I moved this from the life article:
- Physical recognition of the molecular shape of other molecules is a crucial attribute of proteins and enables them to perform numerous roles in living organisms. Whether a protein will have a surface that clings to fats or whether it will have a chain that ionizes in aqueous solution are each specified by the amino acids, and how they fold together into an assembled protein molecule.

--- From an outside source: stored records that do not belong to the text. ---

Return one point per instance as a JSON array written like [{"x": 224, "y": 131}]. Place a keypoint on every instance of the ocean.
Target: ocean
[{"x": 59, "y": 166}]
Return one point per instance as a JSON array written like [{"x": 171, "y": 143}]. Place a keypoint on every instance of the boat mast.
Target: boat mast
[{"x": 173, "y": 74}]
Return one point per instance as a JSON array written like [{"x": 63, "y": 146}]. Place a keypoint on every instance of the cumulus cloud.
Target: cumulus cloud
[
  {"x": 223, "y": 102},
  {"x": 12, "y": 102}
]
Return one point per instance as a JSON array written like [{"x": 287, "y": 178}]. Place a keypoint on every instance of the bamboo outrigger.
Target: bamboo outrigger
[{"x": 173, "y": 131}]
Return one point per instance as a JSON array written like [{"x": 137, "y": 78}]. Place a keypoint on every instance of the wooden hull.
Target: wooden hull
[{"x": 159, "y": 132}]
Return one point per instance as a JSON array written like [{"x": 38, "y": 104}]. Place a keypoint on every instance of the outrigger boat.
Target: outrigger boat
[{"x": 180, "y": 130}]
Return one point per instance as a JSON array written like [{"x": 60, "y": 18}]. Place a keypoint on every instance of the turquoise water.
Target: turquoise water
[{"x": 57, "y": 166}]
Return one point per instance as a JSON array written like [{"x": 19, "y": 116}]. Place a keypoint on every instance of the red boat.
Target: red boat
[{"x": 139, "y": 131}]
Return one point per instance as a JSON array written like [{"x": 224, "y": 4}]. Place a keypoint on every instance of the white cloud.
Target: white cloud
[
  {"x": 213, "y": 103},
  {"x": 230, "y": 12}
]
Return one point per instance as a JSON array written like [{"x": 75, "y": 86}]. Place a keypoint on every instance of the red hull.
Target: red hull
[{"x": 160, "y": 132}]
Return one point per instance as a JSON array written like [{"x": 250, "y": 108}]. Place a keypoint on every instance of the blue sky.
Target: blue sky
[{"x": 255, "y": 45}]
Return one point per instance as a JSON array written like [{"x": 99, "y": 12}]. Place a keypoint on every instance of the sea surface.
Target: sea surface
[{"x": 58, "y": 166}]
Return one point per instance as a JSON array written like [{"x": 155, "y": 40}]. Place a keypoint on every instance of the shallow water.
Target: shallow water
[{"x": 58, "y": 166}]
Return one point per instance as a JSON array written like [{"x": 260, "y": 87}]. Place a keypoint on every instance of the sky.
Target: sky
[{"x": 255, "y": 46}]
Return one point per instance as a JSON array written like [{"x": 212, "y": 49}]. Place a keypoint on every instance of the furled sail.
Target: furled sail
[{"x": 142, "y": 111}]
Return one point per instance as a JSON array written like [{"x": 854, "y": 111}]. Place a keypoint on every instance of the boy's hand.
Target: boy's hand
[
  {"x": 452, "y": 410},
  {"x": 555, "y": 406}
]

Benner SA. Caraco MD. Thomson JM. Gaucher EA. Planetary biology--paleontological, geological, and molecular histories of life.[see comment]. [Review] [58 refs] [Journal Article. Research Support, Non-U.S. Gov't. Research Support, U.S. Gov't, Non-P.H.S.. Research Support, U.S. Gov't, P.H.S.. Review] Science. 296(5569):864-8, 2002 May 3. UI: 11988562 (only article that came up with search of full-text articles, reviews, life, and protein) "A key goal for biology in the post-genomic era is to use the sequences of genes and proteins to generate information about molecular, cellular, and organismal biology."..."For this reason, considerable attention has been directed toward the fact that biomolecular sequences contain information about their historical past." search for homologs, or protein sequences that diverged from a common ancestor, is frequently the principal tool used to annotate sequence databases...This theme has been amplified by recognizing that two other fields, geology and paleontology, also provide records of the history of life on Earth. In many respects, these records complement the record contained in molecular sequence data.